Given the following:
CREATE TABLE filters (
id BIGINT NOT NULL
, name TEXT NOT NULL
, range NUMRANGE NOT NULL
, UNIQUE (id, name)
);
INSERT INTO filters (id,name,range) VALUES (99,'value1','[45,90]'::NUMRANGE);
INSERT INTO filters (id,name,range) VALUES (99,'value2','[15,50]'::NUMRANGE);
INSERT INTO filters (id,name,range) VALUES (23,'value1','[45,90]'::NUMRANGE);
CREATE TABLE data (
value1 NUMERIC
, value2 NUMERIC
);
EDIT - Added sample data rows
// filter.id = 99, neither value1 or value2 match this row
INSERT INTO data (value1,value2) VALUES (40.01, 11.12);
// filter.id = 99, only value2 matches this row
INSERT INTO data (value1,value2) VALUES (15.48, 20.14);
// filter.id = 99, only value1 matches this row
INSERT INTO data (value1,value2) VALUES (53.48, 70.14);
// filter.id = 99, both value1 and value2 match this row
INSERT INTO data (value1,value2) VALUES (64.12, 33.48);
The filters table consists of a series of filters, grouped by id.

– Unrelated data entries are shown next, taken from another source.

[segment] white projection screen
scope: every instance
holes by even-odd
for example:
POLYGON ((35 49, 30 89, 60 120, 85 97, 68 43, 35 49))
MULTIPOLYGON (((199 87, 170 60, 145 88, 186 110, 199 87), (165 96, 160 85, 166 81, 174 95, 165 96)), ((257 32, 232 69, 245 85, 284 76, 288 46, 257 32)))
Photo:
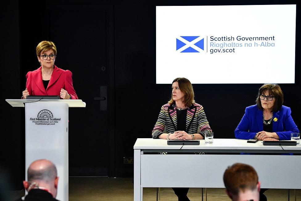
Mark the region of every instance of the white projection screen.
POLYGON ((156 10, 157 83, 295 83, 296 5, 156 10))

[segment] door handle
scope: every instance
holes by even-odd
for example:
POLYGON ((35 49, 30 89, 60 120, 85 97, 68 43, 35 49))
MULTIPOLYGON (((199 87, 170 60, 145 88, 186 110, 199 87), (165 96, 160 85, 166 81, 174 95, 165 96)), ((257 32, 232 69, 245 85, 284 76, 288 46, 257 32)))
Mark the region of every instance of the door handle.
POLYGON ((94 101, 99 101, 100 104, 100 110, 102 111, 108 110, 107 88, 107 86, 100 86, 99 97, 94 97, 94 101))

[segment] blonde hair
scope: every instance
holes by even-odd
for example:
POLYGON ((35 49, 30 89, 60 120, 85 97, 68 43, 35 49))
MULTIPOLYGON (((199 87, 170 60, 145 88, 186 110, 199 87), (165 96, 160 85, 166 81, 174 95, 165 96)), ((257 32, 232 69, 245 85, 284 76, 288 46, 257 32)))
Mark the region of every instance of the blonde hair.
POLYGON ((39 57, 41 56, 41 53, 47 51, 50 49, 53 50, 54 54, 56 55, 56 47, 53 42, 47 41, 43 41, 40 42, 36 48, 37 56, 39 57))

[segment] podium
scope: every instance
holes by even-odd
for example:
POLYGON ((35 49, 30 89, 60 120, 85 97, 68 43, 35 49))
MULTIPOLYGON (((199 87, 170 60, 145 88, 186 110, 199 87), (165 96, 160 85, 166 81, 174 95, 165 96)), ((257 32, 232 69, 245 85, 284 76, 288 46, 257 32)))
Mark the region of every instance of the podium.
POLYGON ((68 110, 85 107, 81 100, 6 99, 25 107, 25 179, 32 162, 46 159, 56 165, 59 177, 56 199, 68 200, 68 110))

I want to apply a specific group of filters (i.e. filters.id = 99) to the data table where each row of filters would apply filters.range to the column of data that matched filters.name.
Originally, the schema included a 1:1 column duplication in filters and data, such that a join could be accomplished with filters.col3 = data.col3 or by a ranged comparison. The problem is I know have over 1000 filters I'd like to track in the filters table and apply against the data table.
Tried some googling but not sure how to phrase this type of question. I know I could just form the queries in an external language, but I'd like to execute this in pure SQL/PostgreSQL if possible.
You need dynamic SQL for that.
Add a surrogate PK to your table for several reasons, one of which being a stable sort order for filters within the same group. Another: always add a PK.
CREATE TABLE filter (
filter_id serial PRIMARY KEY -- add surrogate PK
, filter_grp int NOT NULL
, name text NOT NULL
, range numrange NOT NULL
);
This function does it all:
CREATE OR REPLACE FUNCTION f_get_data(_filter_grp int)
RETURNS SETOF data AS
$func$
DECLARE
_where text;
_arr numrange[];
BEGIN
SELECT string_agg(name || ' <@ $1[' || rn || ']', ' AND ') -- AND?
,array_agg(range)
INTO _where, _arr
FROM (
SELECT name, range
,row_number() OVER (ORDER BY filter_id) AS rn
FROM filter
WHERE filter_grp = _filter_grp
ORDER BY filter_id
) sub;
-- RAISE NOTICE '%', 'SELECT * FROM data WHERE ' || _where;
RETURN QUERY EXECUTE 'SELECT * FROM data WHERE ' || _where
USING _arr;
END
$func$ LANGUAGE plpgsql;
Call:
SELECT * FROM f_get_data(99);
This builds and executes a query of the form:
SELECT * FROM data
WHERE value1 <@'[45,90]'::numrange
AND value2 <@'[15,50]'::numrange;
SELECT * FROM data
can conveniently be coupled with SETOF data
as return type of the function.
Avoid converting values to text and back when building the query string. Instead provide values with the USING
clause, and use $n
placeholders in the query sting for EXECUTE
.
In this particular case, the number of values is also dynamic. We can dodge the bullet by using array indices which automatically correspond to the position of the value in the aggregated array.